Basic Statistics in R

RAdelaide 2024

Dr Stevie Pederson

Black Ochre Data Labs
Telethon Kids Institute

July 10, 2024

Statistics in R

Introduction

R has it’s origins as a statistical analysis language (i.e. S)
Purpose of this session is NOT to teach statistical theory
- I am a bioinformatician NOT a statistician
Perform simple analyses in R
Up to you to know what you’re doing
- Or talk to your usual statisticians & collaborators

Distributions

R comes with nearly every distribution
Standard syntax for accessing each

Distributions

Distribution	Density	Area Under Curve	Quantile	Random
Normal	`dnorm()`	`pnorm()`	`qnorm()`	`rnorm()`
T	`dt()`	`pt()`	`qt()`	`rt()`
Uniform	`dunif()`	`punif()`	`qunif()`	`runif()`
Exponential	`dexp()`	`pexp()`	`qexp()`	`rexp()`
$\chi^2$	`dchisq()`	`pchisq()`	`qchisq()`	`rchisq()`
Binomial	`dbinom()`	`pbinom()`	`qbinom()`	`rbinom()`
Poisson	`dpois()`	`ppois()`	`qpois()`	`rpois()`

Distributions

Also Beta, $\Gamma$, Log-Normal, F, Geometric, Cauchy, Hypergeometric etc…

?Distributions

Distributions

## dnorm gives the classic bell-curve
tibble(
  x = seq(-4, 4, length.out = 1e3)
) %>% 
  ggplot(aes(x, y = dnorm(x))) + 
  geom_line()

## pnorm gives the area under the 
## bell-curve (which sums to 1)
tibble(
  x = seq(-4, 4, length.out = 1e3)
) %>% 
  ggplot(aes(x, y = pnorm(x))) + 
  geom_line()

Basic Tests

Data For This Session

We’ll use the pigs dataset from earlier

library(tidyverse)
pigs <- file.path("data", "pigs.csv") %>%
    read_csv %>%
    mutate(dose = factor(dose, levels = c("Low", "Med", "High")))

Data For This Session

theme_set(theme_bw())
pigs %>% 
  ggplot(
    aes(x = dose, y = len, fill = supp)
  ) +
    geom_boxplot()

t-tests

Assumes normally distributed data
$t$-tests always test $H_0$ Vs $H_A$

The simplest test is on a simple vector
- This is not particularly meaningful for our data

?t.test
t.test(pigs$len)

What is $H_0$ in the above test?

t-tests

When comparing the means of two vectors

\[ H_0: \mu_{1} = \mu_{2} \\ H_A: \mu_{1} \neq \mu_{2} \]

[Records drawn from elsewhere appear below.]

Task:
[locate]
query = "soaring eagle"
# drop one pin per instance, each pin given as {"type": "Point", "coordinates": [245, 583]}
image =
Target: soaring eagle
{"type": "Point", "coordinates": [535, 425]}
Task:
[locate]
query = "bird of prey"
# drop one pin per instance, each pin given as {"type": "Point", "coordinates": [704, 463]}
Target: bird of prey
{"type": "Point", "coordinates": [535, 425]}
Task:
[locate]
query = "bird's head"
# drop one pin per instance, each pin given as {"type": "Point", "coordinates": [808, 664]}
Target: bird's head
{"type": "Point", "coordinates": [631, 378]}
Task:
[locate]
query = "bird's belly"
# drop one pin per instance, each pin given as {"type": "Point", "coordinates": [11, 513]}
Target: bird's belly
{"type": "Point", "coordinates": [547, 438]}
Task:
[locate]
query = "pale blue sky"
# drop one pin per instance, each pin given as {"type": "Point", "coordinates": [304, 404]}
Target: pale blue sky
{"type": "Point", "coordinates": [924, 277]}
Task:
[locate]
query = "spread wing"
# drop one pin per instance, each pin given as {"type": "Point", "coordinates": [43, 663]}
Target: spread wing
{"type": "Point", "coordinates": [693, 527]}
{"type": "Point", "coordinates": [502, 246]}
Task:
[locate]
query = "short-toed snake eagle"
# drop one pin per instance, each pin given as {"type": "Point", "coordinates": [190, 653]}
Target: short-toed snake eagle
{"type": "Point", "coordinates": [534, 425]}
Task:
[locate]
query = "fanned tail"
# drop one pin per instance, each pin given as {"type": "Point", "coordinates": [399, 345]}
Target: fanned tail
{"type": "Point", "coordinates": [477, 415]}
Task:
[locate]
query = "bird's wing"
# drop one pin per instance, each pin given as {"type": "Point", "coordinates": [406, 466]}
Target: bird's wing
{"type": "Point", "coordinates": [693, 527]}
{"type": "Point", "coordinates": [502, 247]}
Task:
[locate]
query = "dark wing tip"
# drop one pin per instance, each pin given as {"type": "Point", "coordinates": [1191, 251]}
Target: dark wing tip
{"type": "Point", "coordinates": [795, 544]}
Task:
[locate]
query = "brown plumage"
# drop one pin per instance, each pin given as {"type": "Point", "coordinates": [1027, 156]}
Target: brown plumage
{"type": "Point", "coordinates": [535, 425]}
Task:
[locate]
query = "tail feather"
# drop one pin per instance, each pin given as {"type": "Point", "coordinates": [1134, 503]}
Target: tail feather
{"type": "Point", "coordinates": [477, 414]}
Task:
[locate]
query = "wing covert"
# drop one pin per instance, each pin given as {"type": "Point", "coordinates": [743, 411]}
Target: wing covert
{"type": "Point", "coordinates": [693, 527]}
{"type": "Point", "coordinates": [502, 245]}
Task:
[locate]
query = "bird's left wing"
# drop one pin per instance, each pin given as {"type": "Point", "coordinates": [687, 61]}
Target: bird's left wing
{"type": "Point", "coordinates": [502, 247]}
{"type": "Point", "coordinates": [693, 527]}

We could use two vectors (i.e. x & y)

vc <- dplyr::filter(pigs, supp == "VC")$len
oj <- dplyr::filter(pigs, supp == "OJ")$len
t.test(x = vc, y = oj)

Is this a paired test?

t-tests

An alternative is the R formula method: len~supp
- Length is a response variable
- Supplement is the predictor
Can only use one predictor for a T-test
- Otherwise it’s linear regression

t.test(len~supp, data = pigs)

Did this give the same results?

Wilcoxon Tests

We assumed the above dataset was normally distributed:
What if it’s not?

Non-parametric equivalent is the Wilcoxon Rank-Sum (aka Mann-Whitney)

This assigns ranks to each value based on their value
- Tied values can be problematic
Values not used in calculation of the test statistic

wilcox.test(len~supp, data = pigs)

$\chi^2$ Test

Here we need counts
Commonly used in Observed Vs Expected

\[ H_0: \text{No association between groups and outcome}\\ H_A: \text{Association between groups and outcome} \]

$\chi^2$ Test

pass <- matrix(c(25, 8, 6, 15), nrow = 2)
colnames(pass) <- c("Pass", "Fail")
rownames(pass) <- c("Attended", "Skipped")
pass
chisq.test(pass)

Can anyone remember when we shouldn’t use a $\chi^2$ test?

Fisher’s Exact Test

$\chi^2$ tests became popular in the days of the printed tables
- We now have computers
Fisher’s Exact Test is preferable in the cases of low cell counts
- (Or any other time…)
Same $H_0$ as the $\chi^2$ test
Uses the hypergeometric distribution

fisher.test(pass)

Summary of Tests

t.test(), wilcox.test()
chisq.test(), fisher.test()

shapiro.test(), bartlett.test()
- Tests for normality or homogeneity of variance

binomial.test(), poisson.test()
kruskal.test(), ks.test()

`htest` Objects

All produce objects of class htest
Use print.htest() to display results
Is really a list
- Use names() to see what other values are returned

Can usually extract p-values using test$p.value

fisher.test(pass)$p.value

Regression

Linear Regression

We are trying to estimate a line with slope & intercept

\[ y = ax + b \]

\[ y = \beta_0 + \beta_1 x \]

Linear Regression

Linear Regression always uses the R formula syntax

y ~ x: y is a function of x
We use the function lm()

lm_pigs <- lm(len ~ supp , data = pigs) 
summary(lm_pigs)

Intercept is assumed unless explicitly removed (~ 0 + ...)

Linear Regression

It looks like supp == VC reduces the length of the teeth
In reality we’d like to see if dose has an effect as well

lm_pigs_dose <- lm(len ~ supp + dose, data = pigs) 
summary(lm_pigs_dose)

Which values are associated with the intercept & slope?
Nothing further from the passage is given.